Wednesday, August 21, 2024

"Hit Man" Makes His Case

This was supposed to be the summer of Glen Powell, and his most notable play for the A-list is the film he stars in and co-wrote with Richard Linklater, "Hit Man."  It's loosely based on the life of Gary Johnson, an unassuming college professor who was secretly helping out law enforcement by playing a fake hit man in undercover operations.  Powell gets to dress up in fun disguises and put on different personas.  He transforms from a nerdy academic to a confident stud over the course of the story, helped out by his romance with a desperate woman, Madison, played by Adria Arjona.  He's in practically every scene, and uses the time to make the case that he's ready to be America's new favorite leading man.  


And Powell mostly won me over, though with a few misgivings.  Similarly, "Hit Man" won me over, though the too-tidy resolution left me a little shell-shocked.   I give Linklater and Powell all due credit for setting up a fun, watchable romance, and the two leads certainly have chemistry.   "Hit Man" mostly follows the usual template of a caper movie, playing with mistaken identity and secret relationship tropes in a very lighthearted way.  However, when it comes to the film shifting gears to something more serious in the last act, I didn't quite buy the big twists.  Some of this is due to the performances - Adria Arjona is fine up to the point where she has to be potentially threatening, which doesn't really work.  Powell's better about getting Gary's thought processes across, except in that crucial final moment, where we find out if the hit man is really just a part he's playing.  I'm not sure if the resulting tonal clashes were deliberate or if I'm overthinking things.  


Spoilers ahead in this paragraph.  Gary and Madison getting a picture perfect happy ending in spite of doing some awful things is meant to be dissonant to an extent, but probably not to the extent that I found it.  On the one hand the story is a fictionalized account of a real person's life, and we know that the final act was completely made up to inject some sensationalism.  The credits even point this out!  On the other hand, this feels like a very odd way for Linkater to be doing any kind of self-reflective commentary on the artifice required for happy endings in this kind of crime-based rom-com.  There are definitely better ways to get this idea across, and I wonder if "Hit Man" would have been better as a Steven Soderbergh project instead of a Richard Linklater one.  Or did I just not get the joke about Gary embracing a role that we know from the outset is a fantasy?  
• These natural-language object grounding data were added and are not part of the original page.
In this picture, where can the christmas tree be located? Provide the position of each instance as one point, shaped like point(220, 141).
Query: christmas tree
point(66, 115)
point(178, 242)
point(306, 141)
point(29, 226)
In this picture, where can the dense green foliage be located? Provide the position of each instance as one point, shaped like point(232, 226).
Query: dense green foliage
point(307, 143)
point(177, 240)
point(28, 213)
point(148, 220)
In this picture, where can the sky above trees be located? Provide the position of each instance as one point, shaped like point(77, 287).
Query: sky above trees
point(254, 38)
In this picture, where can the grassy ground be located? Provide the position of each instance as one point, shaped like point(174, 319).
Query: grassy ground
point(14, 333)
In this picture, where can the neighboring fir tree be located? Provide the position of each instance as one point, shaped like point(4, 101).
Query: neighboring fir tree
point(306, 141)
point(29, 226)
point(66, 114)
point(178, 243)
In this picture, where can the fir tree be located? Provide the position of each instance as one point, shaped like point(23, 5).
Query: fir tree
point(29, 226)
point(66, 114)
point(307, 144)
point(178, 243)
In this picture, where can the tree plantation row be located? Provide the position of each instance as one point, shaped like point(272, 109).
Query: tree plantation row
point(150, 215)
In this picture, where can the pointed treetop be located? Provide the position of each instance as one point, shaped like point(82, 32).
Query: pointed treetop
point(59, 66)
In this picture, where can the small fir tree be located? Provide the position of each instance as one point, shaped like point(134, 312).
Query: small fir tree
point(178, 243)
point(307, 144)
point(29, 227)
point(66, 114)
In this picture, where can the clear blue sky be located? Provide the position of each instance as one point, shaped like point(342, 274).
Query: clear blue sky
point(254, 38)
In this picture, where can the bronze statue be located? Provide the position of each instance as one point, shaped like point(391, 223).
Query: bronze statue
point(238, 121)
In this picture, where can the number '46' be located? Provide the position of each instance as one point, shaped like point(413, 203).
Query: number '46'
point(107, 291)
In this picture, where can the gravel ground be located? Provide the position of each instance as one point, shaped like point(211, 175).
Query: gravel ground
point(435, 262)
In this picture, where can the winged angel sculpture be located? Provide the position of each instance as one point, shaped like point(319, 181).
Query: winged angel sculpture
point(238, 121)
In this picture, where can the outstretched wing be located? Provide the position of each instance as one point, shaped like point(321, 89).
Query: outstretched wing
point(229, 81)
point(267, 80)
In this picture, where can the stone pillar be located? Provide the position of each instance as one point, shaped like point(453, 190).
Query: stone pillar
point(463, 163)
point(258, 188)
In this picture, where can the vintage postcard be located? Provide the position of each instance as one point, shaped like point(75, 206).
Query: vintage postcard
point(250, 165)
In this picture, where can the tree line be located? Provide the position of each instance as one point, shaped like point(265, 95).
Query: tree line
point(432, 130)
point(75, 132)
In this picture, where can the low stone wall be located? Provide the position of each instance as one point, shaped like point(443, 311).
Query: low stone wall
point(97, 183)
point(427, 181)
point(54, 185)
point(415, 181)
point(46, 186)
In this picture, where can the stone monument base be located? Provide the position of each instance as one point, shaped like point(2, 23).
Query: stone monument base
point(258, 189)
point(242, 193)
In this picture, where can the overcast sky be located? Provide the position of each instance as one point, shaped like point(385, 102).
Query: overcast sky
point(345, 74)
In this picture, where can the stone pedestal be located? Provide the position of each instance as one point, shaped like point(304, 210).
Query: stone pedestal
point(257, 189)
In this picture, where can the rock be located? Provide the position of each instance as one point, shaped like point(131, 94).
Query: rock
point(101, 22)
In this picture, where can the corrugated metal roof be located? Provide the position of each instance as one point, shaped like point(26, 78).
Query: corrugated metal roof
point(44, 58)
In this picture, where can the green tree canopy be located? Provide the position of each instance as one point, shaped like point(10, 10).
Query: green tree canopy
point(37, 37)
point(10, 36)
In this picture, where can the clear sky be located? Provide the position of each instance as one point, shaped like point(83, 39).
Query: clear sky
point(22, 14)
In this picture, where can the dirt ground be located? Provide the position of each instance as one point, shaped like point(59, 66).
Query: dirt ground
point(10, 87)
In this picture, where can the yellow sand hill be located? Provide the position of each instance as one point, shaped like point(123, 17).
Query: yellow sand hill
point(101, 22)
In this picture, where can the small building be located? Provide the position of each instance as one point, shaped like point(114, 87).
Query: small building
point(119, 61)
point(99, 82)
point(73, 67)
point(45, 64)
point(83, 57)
In any case, "Hit Man" is a solid piece of filmmaking.  It's very low budget and lacks a lot of the niceties you'd expect from studio productions, but I hardly noticed their absence.  Because Gary is a fake hit man, violence is only alluded to and mostly happens offscreen.  However, Linklater is good at keeping the momentum going and the tension high.  The high point of the film is a fantastic scene involving Powell, Arjona, and the iPhone Notes app, as they try to keep their stories straight during a staged confrontation.  The timing is perfect, the camerawork and editing are on point, and the actors seem to be having a blast.    


Linklater films are dependably well populated with interesting character actors, and the MVP of the cast is definitely Austin Amelio.  He plays Jasper, a scummy cop who becomes the chief antagonist, but the performance is so entertaining that I was internally cheering whenever he showed up.  Retta and Sanjay Rao play Gary's snarky handlers while he's working undercover.  They often feel like they stepped out of a network sitcom, but I suspect they're closer to what real cops are like than most of the ones we see onscreen.   


I admit that I got overhyped for "Hit Man," one of the few bright spots in a fairly lackluster summer.  And I probably got overhyped for Glen Powell too, who is doing a perfectly good job of being a leading man here, while making progress toward being a movie star.  I don't think he's quite there yet, but he's definitely gaining speed.